Then set tmpdir Lazypipe variable to point to your application directory
and set taxonomy variable to point to taxonomy subdirectory:
cd $lazypipe cp /appl/soft/bio/lazypipe/3.0/lazypipe/config.yaml config.yaml echo tmpdir: "$lazypipe" >> config.yaml echo taxonomy: "$lazypipe/taxonomy" >> config.yaml
Testrun lazypipe.pl: the command should print command-line usermanual:
lazypipe.pl -h
Exercise 2: Running Lazypipe with lazypipe.pl
In this exercise you will get familiar with basic Lazypipe commands.
According to CSC user policy: “The login nodes can be used for light pre- and postprocessing, compiling applications and moving data. All other tasks are to be done on the compute nodes using the batch job system.”
We will run this example on the login node because it is small scale.
Start by copying sample PE data to your $data/data
directory:
cp /appl/soft/bio/lazypipe/3.0/lazypipe/data/samples/M15small_R* $data/data/
Run read preprocessing:
cd $lazypipe
lazypipe.pl -1 $data/data/M15small_R1.fastq --pipe pre -t 8 -v
Run host filtering. Start by downloading Neovison vison genome. Note that filtering host reads with a newly downloaded genome will take some time to index the genome.
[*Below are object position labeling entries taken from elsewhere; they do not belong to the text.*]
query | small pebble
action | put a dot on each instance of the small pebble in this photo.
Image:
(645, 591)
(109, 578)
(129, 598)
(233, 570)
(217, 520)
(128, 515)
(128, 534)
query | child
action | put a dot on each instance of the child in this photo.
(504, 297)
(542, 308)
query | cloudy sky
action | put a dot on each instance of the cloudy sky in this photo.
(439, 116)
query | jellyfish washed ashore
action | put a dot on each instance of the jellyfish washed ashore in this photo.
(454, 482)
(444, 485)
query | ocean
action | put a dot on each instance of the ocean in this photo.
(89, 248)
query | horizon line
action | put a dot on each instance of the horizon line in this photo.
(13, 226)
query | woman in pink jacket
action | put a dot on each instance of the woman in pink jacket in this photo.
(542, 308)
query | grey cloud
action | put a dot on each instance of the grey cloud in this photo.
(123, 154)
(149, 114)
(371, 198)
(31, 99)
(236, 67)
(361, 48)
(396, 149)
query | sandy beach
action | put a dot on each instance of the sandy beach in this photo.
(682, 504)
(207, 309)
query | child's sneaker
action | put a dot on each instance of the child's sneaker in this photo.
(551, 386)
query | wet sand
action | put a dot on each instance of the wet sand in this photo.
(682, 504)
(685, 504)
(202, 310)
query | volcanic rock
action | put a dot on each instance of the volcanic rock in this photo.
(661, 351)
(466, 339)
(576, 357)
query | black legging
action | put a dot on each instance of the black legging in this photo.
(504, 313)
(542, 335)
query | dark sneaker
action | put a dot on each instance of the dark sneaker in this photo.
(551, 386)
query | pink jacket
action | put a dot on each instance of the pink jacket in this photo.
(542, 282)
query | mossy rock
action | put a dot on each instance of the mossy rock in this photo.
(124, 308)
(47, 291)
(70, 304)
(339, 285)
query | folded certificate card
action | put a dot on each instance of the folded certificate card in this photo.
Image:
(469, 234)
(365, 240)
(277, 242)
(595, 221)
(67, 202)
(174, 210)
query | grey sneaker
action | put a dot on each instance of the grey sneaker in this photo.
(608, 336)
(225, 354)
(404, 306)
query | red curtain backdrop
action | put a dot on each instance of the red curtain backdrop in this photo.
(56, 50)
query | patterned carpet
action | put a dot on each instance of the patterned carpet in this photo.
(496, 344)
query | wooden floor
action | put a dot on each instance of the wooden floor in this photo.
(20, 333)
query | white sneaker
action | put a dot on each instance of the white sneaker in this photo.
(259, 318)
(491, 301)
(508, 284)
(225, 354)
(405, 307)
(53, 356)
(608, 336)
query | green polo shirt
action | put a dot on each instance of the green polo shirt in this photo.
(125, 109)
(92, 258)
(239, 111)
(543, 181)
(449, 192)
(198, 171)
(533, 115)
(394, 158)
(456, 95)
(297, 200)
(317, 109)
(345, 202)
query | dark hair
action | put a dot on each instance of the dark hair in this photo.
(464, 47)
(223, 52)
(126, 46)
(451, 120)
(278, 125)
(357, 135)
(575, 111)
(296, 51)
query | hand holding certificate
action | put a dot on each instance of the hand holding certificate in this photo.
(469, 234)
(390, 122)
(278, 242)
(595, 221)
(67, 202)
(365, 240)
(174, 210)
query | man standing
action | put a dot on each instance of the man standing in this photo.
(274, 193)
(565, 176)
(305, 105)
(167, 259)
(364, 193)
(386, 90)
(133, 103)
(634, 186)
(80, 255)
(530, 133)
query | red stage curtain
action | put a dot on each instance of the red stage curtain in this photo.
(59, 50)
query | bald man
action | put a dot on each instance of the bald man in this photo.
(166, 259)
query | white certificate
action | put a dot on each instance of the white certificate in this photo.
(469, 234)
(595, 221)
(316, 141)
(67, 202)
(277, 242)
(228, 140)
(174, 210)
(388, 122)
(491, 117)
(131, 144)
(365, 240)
If short for time you can skip this step.
mkdir -p $data/hostgen
wget https://ftp.ncbi.nlm.nih.gov/genomes/all/GCA/900/108/605/GCA_900108605.1_NNQGG.v01/GCA_900108605.1_NNQGG.v01_genomic.fna.gz -P $data/hostgen/
perl lazypipe.pl -1 data/samples/M15small_R1.fastq -p flt --hostgen $data/hostgen/GCA_900108605.1_NNQGG.v01_genomic.fna.gz -t 8 -v
Run assembling:
lazypipe.pl -1 $data/data/M15small_R1.fastq -p ass -t 8 -v
Run read realignment to the created assembly:
lazypipe.pl -1 $data/data/M15small_R1.fastq -p rea -t 8 -v
Run 1st round annotation with Minimap2 against minimap.refseq database defined in config.yaml
(by default this points to RefSeq archaea+bacteria+viruses):
perl lazypipe.pl -1 $data/data/M15small_R1.fastq -p ann1 --ann1 minimap.refseq -t 8 -v
Run 1st round annotation with SANSparallel against UniProt TrEMBL. Note that SANSparallel runs on a remote server and requires internet connection. Append results to Minimap2 annotations from the previous step:
perl lazypipe.pl -1 $data/data/M15small_R1.fastq -p ann1 --ann1 sans --append -t 8 -v
Run 2nd round annotation. In the second round you can target archaeal+bacterial (=ab), bacteriophage (=ph), viral (=vi) and unmapped (=un) contigs, based on labeling from the 1st round. Local databases for the 2nd round annotations are defined in ann2.databases
section of the config.yaml
. For example, to map viral contigs with BLASTN against blastn.vi.refseq (RefSeq viruses) type:
perl lazypipe.pl -1 data/samples/M15small_R1.fastq -p ann2 --ann2 blastn.vi.refseq -t 8 -v
Use annotation strategies defined in the config.yaml
to run common combinations of 1st and 2nd round annotations. For example, --anns vi.refseq
annotation strategy is equivalent to --ann1 minimap.vi.refseq --ann2 blastn.vi.refseq
. To run type:
perl lazypipe.pl -1 data/samples/M15small_R1.fastq --anns abv.refseq -t 8 -v
Generate reports based on created annotations:
perl lazypipe.pl -1 data/samples/M15small_R1.fastq -p rep -t 8 -v
Generate assembly stats, pack for sharing and remove temporary files:
perl lazypipe.pl -1 data/samples/M15small_R1.fastq -p stats,pack,clean -t 8 -v
Use main
tag to refer to the main pipeline steps (pre,ass,rea,ann,rep,stats,pack,clean). For example, to run the whole pipeline annotating only viral sequences against RefSeq type:
perl lazypipe.pl -1 data/samples/M15small_R1.fastq -p main --anns vi.refseq -t 8 -v --hostgen $data/hostgen/GCA_900108605.1_NNQGG.v01_genomic.fna.gz
Your results are output to $res/$sample
,
where $res
is the root result directory and $sample
is the input sample name.
By default results are output to results/read1-filename
.
Check the content of your result directory:
ls -l results
ls -l results/M15small*
Exercise 3: Running Lazypipe with sbatch-lazypipe
sbatch-lazypipe is a help tool that automatically generates a configuration file and a batch job file for a Lazypipe run and submits the job to batch job system of Puhti. The command uses the same command line options as the lazypipe.pl command. In addition sbatch-lazypipe asks user to define batch job resources (account, run time, memory, number of cores). The required memory and time will depend on the size of your input library. As a rule of thumb we recommend using 5GB of memory per core (e.g. 80GB for 16 cores).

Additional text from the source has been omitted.